I assume it’s because it aids the build, keeps it simple, and accomodates the focal length for most peoples’ eyes (for a personal, handheld device). Can anyone tell me the pitfalls of making a stubby kaleidoscope? I’m going to experiment also with tapered mirrors, so the viewing opening is much larger than the opposite end where the colorful trinkets are. I’m not worried about loss of clarity.
Also, mirrors. Front-surface mirrors are typically used to eliminate the dispersion fringe you get. In my case, that might add to the interest in the final display; I would be able to use mirror acrylic, right?
Tapered mirrors sound cool but I think you’ll find that they don’t give a kaleidoscope effect. The reflection angles will be all wrong. It might look cool but it won’t be a kaleidoscope in a traditional sense.
The reason for the tube is really just to hold the mirrors and channel your vision towards the center where the images converge so you get that “repeating” effect… I’m curious as to you’re referring to as a “kaleidoscope”, that you can mount on the wall though?
and @evansd2 Well, cool with kaleidoscope principles will do.

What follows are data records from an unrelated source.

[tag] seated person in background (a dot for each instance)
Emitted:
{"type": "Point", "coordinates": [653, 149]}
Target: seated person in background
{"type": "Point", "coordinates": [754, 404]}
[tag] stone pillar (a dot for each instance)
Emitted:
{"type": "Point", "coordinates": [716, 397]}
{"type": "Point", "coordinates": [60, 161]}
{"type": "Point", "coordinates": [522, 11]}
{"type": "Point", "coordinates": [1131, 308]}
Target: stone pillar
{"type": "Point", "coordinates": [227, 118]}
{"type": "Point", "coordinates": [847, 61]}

This is for “create art using electronics”. So I want to make a kaleidoscopish device that mounts on the wall, has a sidelight (illuminate the interior), large viewing aperture and a motor to drive the rotating trinket disk.
Think night time, with a cat on my lap, some tea and edibles, i’ll just be able to sit back and enjoy the show. At least, that’s my vision.
Ahhh… Gotcha. I was wracking my brain trying to figure out if there was some way to do an actual wall-mounted kaleidoscope with a wide field of view other than a projected one… Looking forward to seeing what you come up with!
The apparent size is matched by the length of the tube. Too long and the “circle” is the light at the end of the tunnel. Too short and the "v"makes a warped circle. No matter what you do inside the “v” will be different that the rest unless all sides look the same.
I “designed” one that was glass and therefore round suggesting it to a customer who would claim it as her own, but in that case it was filled with Lava Lamp like oil and glycerine that provided the interest. Something like that with mica and plastic bits could be very interesting just as a rotating circle,
One of the first projects I did with my GF was to build a simple traditional Kaleidoscope. Generally there is no focal length because there is no lens. The mirrors run the length of the tube and are necessary to reflect the light from face to face multiple times as you look through a small hole in one end. It’s not just bouncing the light once off three or more mirrors. A stubby Kaleidoscope would reduce the number of reflections to reach your eye. The tube is also there to reduce external light and concentrate the effect. The simplest devices employ three long mirrors but the number will vary.